Keyhan, whose editor-in-chief is appointed by Supreme Leader Ayatollah Ali Khamenei, published the headline: “We will finish the war and Israel together”, and wrote about “unprecedented damages in occupied territories” caused by the Iranian missiles.
“National battle”, read a headline from the reformist Ham-Mihan, with Etemad newspaper writing about “Israel’s gamble on a minefield” and Sazandegi highlighting “Slap for Tel Aviv” in its headline story.
For the first time in nearly four decades, Iranian state television on Saturday broadcast a victory march. It was last heard in the 1980s during Iran’s eight-year invasion by neighbouring Iraq, which was backed and armed by major powers.
Mehdi Chamran, chairman of the City Council of Tehran, said the capital will soon be forced to use the same shelters used during that war, as well as metro stations and some car parks, as no new dedicated shelters have been built.

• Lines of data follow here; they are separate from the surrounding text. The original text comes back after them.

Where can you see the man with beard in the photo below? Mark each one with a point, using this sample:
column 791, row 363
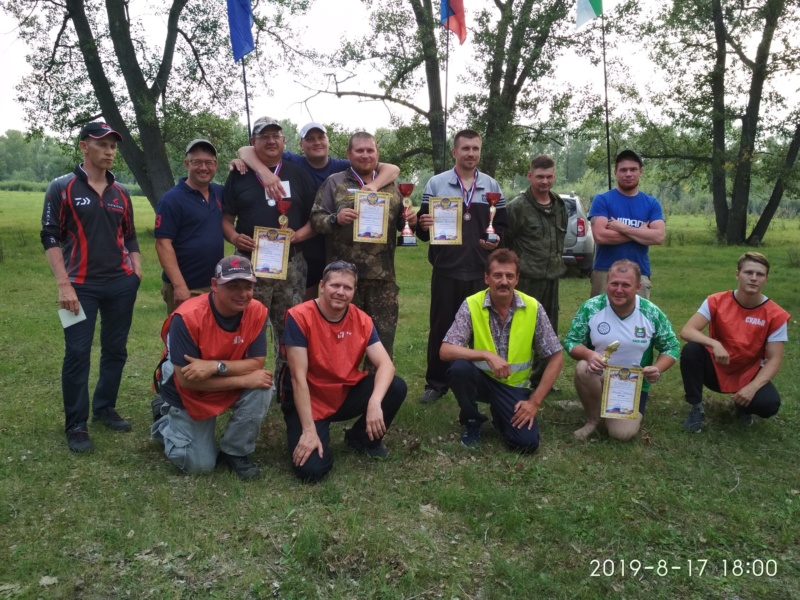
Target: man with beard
column 639, row 326
column 246, row 206
column 333, row 216
column 625, row 223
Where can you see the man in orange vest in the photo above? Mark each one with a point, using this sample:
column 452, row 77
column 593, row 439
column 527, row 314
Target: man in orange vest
column 743, row 349
column 325, row 341
column 216, row 344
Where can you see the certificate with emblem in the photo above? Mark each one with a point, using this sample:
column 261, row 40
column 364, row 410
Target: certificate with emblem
column 446, row 213
column 271, row 256
column 622, row 387
column 372, row 222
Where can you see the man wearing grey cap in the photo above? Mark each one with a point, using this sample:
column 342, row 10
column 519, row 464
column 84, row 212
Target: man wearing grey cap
column 315, row 161
column 247, row 205
column 90, row 241
column 625, row 223
column 188, row 228
column 216, row 344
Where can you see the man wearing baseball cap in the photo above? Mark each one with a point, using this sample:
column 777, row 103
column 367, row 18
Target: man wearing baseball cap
column 625, row 223
column 188, row 228
column 215, row 346
column 90, row 240
column 314, row 160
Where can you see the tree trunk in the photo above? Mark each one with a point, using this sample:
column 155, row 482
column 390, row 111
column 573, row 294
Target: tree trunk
column 423, row 13
column 760, row 230
column 737, row 221
column 718, row 175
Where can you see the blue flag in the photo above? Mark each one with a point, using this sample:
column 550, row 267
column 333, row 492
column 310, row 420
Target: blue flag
column 240, row 19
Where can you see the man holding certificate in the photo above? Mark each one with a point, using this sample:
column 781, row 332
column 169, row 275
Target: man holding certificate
column 613, row 338
column 743, row 349
column 461, row 207
column 491, row 345
column 275, row 248
column 361, row 228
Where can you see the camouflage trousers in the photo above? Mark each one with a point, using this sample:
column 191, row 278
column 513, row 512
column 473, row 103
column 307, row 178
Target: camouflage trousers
column 279, row 295
column 379, row 300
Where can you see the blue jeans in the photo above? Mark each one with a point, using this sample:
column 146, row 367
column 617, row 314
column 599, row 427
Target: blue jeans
column 189, row 444
column 470, row 385
column 114, row 301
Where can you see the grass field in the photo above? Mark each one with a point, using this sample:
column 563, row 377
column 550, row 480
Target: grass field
column 433, row 521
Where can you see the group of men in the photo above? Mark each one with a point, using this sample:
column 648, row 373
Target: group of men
column 493, row 312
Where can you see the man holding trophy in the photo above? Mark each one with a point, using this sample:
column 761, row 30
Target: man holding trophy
column 459, row 246
column 613, row 337
column 361, row 228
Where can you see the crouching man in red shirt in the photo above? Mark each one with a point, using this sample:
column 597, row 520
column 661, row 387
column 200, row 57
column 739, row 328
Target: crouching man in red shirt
column 325, row 341
column 216, row 344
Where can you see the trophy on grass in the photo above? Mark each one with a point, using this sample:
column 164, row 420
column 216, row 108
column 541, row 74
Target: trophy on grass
column 492, row 198
column 406, row 237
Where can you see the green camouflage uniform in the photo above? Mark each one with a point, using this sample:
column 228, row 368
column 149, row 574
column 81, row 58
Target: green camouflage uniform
column 536, row 234
column 377, row 289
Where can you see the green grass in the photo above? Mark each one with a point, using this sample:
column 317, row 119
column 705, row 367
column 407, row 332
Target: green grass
column 433, row 521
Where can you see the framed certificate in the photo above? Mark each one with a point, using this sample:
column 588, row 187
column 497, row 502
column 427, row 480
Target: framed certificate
column 372, row 222
column 271, row 256
column 622, row 387
column 447, row 216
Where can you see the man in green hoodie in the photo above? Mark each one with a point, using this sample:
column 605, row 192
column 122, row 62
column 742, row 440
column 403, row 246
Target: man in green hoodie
column 537, row 224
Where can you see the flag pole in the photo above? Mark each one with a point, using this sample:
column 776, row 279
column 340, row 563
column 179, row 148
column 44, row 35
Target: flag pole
column 605, row 86
column 246, row 101
column 446, row 80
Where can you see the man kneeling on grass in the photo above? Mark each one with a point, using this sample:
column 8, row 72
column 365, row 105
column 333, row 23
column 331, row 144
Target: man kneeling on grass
column 640, row 327
column 216, row 344
column 743, row 350
column 325, row 341
column 491, row 345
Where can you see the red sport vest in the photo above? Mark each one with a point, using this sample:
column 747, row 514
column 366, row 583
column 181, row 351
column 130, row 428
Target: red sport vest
column 335, row 352
column 743, row 332
column 215, row 344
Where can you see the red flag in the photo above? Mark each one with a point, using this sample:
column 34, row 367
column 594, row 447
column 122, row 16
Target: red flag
column 452, row 17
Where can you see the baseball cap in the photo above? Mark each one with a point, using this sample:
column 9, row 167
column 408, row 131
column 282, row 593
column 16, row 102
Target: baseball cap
column 200, row 142
column 98, row 130
column 263, row 122
column 233, row 267
column 628, row 155
column 304, row 131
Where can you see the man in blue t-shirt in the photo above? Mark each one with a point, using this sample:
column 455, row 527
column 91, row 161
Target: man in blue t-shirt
column 625, row 223
column 315, row 161
column 188, row 228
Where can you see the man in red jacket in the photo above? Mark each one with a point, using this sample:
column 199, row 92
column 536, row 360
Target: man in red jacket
column 215, row 349
column 325, row 341
column 743, row 350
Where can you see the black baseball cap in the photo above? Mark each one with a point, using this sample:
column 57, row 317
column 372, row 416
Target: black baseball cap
column 98, row 130
column 628, row 155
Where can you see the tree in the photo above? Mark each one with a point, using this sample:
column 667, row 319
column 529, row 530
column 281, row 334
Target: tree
column 516, row 43
column 725, row 61
column 94, row 59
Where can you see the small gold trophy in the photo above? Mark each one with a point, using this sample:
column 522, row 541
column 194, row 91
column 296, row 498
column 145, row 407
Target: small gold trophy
column 492, row 198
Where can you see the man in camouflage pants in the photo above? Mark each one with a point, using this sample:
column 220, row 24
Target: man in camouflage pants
column 245, row 205
column 333, row 215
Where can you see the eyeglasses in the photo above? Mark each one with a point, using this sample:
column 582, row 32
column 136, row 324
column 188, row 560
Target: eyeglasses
column 340, row 265
column 196, row 162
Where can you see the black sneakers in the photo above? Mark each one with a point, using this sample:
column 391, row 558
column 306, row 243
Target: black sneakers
column 78, row 439
column 241, row 465
column 111, row 419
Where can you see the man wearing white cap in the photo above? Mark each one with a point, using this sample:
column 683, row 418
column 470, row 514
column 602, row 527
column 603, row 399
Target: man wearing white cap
column 215, row 349
column 315, row 161
column 188, row 228
column 90, row 241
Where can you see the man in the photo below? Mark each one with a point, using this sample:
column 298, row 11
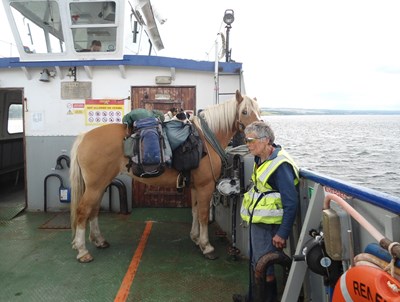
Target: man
column 270, row 205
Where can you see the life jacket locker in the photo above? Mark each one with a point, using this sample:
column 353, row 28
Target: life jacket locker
column 366, row 283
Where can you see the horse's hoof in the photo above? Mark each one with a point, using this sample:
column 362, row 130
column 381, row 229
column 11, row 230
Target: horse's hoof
column 103, row 245
column 211, row 255
column 86, row 258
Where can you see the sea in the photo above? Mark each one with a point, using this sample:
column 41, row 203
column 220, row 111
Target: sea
column 360, row 149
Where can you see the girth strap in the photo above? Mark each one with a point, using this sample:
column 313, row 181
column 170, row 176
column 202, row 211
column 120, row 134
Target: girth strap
column 210, row 137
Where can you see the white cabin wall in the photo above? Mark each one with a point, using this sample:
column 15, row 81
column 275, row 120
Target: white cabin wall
column 50, row 130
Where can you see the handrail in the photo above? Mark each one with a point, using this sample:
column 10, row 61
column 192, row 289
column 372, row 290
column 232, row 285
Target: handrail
column 379, row 199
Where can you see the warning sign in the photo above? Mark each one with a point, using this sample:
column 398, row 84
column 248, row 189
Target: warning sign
column 104, row 111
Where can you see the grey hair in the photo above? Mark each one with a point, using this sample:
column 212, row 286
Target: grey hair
column 261, row 129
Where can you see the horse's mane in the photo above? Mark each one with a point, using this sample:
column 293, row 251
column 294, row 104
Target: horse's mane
column 221, row 117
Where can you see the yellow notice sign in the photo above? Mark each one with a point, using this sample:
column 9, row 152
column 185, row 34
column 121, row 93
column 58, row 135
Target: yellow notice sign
column 103, row 111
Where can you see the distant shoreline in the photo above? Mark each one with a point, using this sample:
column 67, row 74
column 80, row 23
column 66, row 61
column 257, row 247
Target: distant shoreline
column 298, row 111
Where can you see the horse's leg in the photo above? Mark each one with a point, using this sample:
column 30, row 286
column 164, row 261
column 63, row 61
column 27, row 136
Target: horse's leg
column 195, row 231
column 84, row 212
column 95, row 234
column 203, row 198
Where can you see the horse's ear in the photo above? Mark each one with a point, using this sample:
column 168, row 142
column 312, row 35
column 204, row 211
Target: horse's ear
column 239, row 97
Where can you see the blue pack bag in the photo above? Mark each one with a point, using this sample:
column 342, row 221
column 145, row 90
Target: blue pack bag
column 148, row 158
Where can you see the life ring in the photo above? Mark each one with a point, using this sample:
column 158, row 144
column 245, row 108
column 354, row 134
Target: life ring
column 366, row 283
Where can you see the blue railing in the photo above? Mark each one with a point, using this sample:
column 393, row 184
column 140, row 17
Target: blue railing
column 379, row 199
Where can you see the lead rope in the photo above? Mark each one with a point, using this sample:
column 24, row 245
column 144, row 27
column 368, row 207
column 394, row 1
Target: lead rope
column 211, row 139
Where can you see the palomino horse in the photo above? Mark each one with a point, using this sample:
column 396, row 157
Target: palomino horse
column 97, row 157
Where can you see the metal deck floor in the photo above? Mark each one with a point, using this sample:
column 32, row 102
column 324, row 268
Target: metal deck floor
column 39, row 264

Government spokeswoman Fatemeh Mohajerani said on Sunday that all flights are cancelled until further notice and tried to assure people that measures are under way to ensure the state can provide basic necessities, including fuel, in case of a prolonged conflict.
Vehicles jam a highway as a fire blazes nearby in the oil depots of Shahran, northwest of Tehran, on June 15, 2025 [Atta Kenare/AFP]
The Tehran Chamber of Guilds announced that all business associations, grand bazaars and malls were open in the capital, but government workers were told to work remotely until at least Wednesday, in an indication that Tehran is expected to be hit again.
The Tehran Stock Exchange was also closed on Sunday, with its director saying the decision to keep it closed or open it for Monday will be taken on the day, considering Sunday night’s developments.
Iran’s currency, the rial, has taken another nosedive since the start of the latest conflict, having depreciated from about 840,000 against the US dollar before the Israeli attacks to about 955,000 on Sunday.